The latest investments follow the firm's purchase of a Duplo DC-745 multi-finisher, which it signed for at Ipex. The machines, which are all new additions to the company's plant list, have been installed at the its premises over the past few months.
The £3.7m-turnover firm is hoping to grow its business by more than 20% to £4.5m within a year with the investments.
The firm also operates an HP Indigo 5500, an HP Indigo 3050, two Océ 6200s, an Océ 2110 and a five-colour Heidelberg Speedmaster XL 75 with Anicolor and Inpress Control.
Managing director Adam Frost said: “We’re growing our sales and looking to expand and we put the extra kit in to increase our capacity. We looked at the quality output of the Ricohs and decided that compared to the cost of ownership of another Indigo, the Ricohs made a lot of sense to us.
“The perfect binder is a PUR binder so that gives us added flexibility and a greater service offering to our clients. And we bought the Setmaster to help us in collating signatures so we can perfect bind short-run litho work in-house using the BQ-470. We’ve been able to bring some of the stuff that we were previously outsourcing in-house.”

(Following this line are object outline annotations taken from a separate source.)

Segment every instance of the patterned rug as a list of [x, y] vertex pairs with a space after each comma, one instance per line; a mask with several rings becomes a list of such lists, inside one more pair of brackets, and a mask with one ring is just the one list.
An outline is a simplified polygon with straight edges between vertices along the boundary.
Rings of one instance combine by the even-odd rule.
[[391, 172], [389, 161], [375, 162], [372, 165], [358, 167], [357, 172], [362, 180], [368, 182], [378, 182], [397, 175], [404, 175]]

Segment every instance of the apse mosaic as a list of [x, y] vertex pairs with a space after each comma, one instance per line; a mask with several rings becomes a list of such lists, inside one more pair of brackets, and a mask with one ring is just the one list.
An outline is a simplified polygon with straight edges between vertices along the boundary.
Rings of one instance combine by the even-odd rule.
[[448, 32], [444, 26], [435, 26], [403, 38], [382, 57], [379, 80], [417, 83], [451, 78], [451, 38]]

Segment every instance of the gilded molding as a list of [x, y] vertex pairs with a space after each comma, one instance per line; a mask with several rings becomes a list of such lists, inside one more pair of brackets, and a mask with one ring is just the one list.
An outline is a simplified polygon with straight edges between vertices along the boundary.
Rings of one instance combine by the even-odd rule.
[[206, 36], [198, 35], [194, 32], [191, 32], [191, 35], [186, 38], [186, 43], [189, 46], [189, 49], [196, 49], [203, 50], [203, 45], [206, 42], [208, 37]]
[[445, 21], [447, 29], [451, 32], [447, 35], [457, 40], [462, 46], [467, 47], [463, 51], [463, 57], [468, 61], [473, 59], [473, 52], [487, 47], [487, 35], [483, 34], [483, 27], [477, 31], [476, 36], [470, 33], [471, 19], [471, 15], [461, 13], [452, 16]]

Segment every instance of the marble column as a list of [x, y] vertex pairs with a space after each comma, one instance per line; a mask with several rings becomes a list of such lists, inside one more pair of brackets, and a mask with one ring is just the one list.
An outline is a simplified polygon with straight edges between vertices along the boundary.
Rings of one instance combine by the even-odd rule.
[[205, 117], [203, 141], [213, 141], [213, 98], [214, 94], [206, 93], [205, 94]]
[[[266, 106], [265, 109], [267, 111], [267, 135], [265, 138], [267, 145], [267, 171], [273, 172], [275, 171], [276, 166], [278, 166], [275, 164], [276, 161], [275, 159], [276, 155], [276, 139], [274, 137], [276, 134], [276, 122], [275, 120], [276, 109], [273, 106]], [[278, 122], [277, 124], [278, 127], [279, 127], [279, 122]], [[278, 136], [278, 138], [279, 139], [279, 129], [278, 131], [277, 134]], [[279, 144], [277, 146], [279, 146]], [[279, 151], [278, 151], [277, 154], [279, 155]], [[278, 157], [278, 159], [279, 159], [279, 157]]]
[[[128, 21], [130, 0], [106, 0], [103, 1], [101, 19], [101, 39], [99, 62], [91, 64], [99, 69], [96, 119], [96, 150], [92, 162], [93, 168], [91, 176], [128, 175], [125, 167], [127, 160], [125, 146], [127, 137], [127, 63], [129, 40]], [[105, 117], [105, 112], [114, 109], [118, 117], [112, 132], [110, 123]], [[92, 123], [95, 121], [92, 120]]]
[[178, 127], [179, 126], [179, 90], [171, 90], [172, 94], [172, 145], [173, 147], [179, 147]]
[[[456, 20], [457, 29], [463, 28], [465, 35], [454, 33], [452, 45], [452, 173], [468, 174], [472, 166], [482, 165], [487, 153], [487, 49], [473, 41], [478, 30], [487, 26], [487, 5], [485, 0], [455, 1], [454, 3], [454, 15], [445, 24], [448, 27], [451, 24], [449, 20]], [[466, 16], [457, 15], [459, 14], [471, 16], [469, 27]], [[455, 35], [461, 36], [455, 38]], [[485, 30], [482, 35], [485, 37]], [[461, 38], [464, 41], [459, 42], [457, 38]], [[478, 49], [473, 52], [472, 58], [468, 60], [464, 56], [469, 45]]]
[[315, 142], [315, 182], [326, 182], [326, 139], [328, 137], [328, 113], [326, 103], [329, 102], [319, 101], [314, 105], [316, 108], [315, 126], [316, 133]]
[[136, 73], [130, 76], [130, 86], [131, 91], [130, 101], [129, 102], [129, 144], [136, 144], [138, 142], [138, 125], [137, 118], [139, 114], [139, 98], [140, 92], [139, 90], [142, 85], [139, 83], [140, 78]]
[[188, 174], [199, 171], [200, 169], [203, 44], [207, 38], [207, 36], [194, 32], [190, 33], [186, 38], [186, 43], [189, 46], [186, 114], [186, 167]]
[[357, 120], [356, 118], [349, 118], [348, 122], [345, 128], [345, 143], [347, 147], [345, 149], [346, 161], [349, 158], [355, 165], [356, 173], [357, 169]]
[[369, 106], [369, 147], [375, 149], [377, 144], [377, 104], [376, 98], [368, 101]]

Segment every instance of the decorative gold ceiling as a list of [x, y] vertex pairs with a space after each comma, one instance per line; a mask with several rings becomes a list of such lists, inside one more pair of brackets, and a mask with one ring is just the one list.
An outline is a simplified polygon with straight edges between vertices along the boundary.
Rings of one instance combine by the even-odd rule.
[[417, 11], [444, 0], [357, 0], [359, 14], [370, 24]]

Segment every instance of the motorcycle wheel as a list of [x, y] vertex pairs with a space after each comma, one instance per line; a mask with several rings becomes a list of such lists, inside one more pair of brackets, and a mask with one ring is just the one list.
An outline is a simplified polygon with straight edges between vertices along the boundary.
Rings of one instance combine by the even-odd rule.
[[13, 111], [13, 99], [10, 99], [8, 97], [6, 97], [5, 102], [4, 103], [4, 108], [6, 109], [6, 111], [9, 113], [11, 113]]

The firm looked at a range of alternatives before making its decisions including finishing equipment from CP Bourg and Morgana and digital offerings from Konica Minolta, Canon and Xerox.
The Ricoh Pro C901, which handles stocks up to 300gsm in duplex mode, prints at up to 90 A4 ppm and integrates full-colour scanning, copying and document storage to meet image capture and print-on-demand requirements. It features oil-free imaging technology to produce output at "near-offset" quality.
The Horizon BQ-470, which runs at 1,350cph, offers automated set-up through an icon-based touchscreen to produce books up to 65mm thick. It is equipped with two large application rollers for strong, high-quality binds and a separate side glue tank for added flexibility.
“We were completing a lot of digital perfect bound work in-house but sending the litho work out. The real problem for us was that producing litho runs of up to 1,000 was quite expensive and now we can complete that in-house much more cost-effectively,” said Frost.
“We were just not winning the work when we quoted. We have already seen that changing and have started to win those jobs.”
Kube Print, which was founded in 2004, has 32 employees. It produces financial, educational and commercial print and completes some trade work.